On January 1, 2016, an Act to group the Commission de l'équité salariale, the Commission des normes du travail and the Commission de la santé et de la sécurité du travail and to establish the Administrative Labour Tribunal (the "Act") came into force. This Act significantly restructured the labour and employment institutions in Quebec:

1. The establishment of the Commission des normes, de l'equite, de la sante et de la securite du travail

The Act established a new entity called the Commission des normes, de l'équité, de la santé et de la sécurité du travail (the "CNESST") which replaced the following three governmental institutions, each of which were responsible for protecting employees' rights in the workplace:

  • the Commission des normes du travail ("CNT"), which was responsible for supervising the implementation and application of the Act respecting Labour Standards and its regulations.
  • the Commission de l'équité salariale (the "CES"), which was responsible for overseeing and applying the Pay Equity Act and its regulations.
  • the Commission de santé et securité du travail (the « CSST »), the workplace health and safety board which was responsible for the application of the Act respecting occupational health and safety and the Act respecting industrial accidents and occupational diseases, as well as their regulations.
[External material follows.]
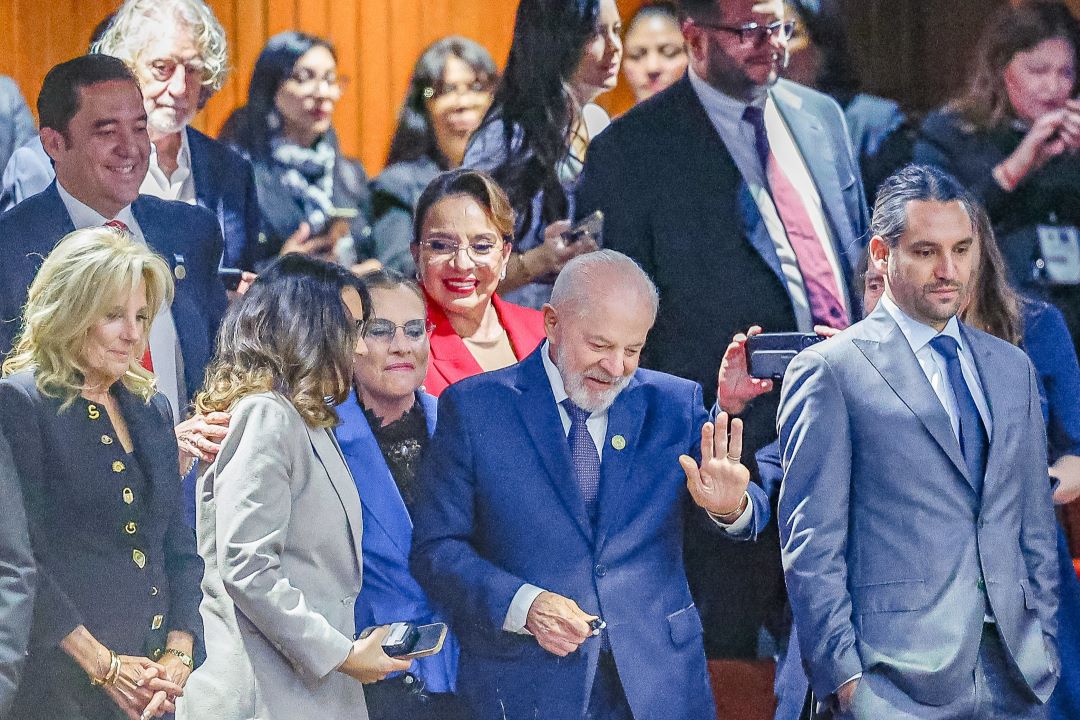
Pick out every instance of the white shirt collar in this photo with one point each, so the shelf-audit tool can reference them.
(84, 216)
(553, 376)
(719, 104)
(919, 335)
All of the activities performed by the CNT, the CES and the CSST will now be continued by the CNESST. The CNESST's mission is to promote fair and egalitarian workplaces, to assure equal pay between men and women, and to assure a safe workplace, with compensation for employees who suffer workplace injuries, accidents or illnesses.

Since the legislation governing these institutions has not changed for the most part, employees still have the same rights, and employers remain bound by the same obligations with regards to labour standards, pay equity, and workplace health and safety.

2. The establishment of the administrative labour tribunal

The Act also established a new governmental body called the Administrative Labour Tribunal (the "Tribunal") to replace the Commission des relations du travail (the "CRT") and the Commission des lésions professionnelles (the "CLP") and to take over all activities within their jurisdiction.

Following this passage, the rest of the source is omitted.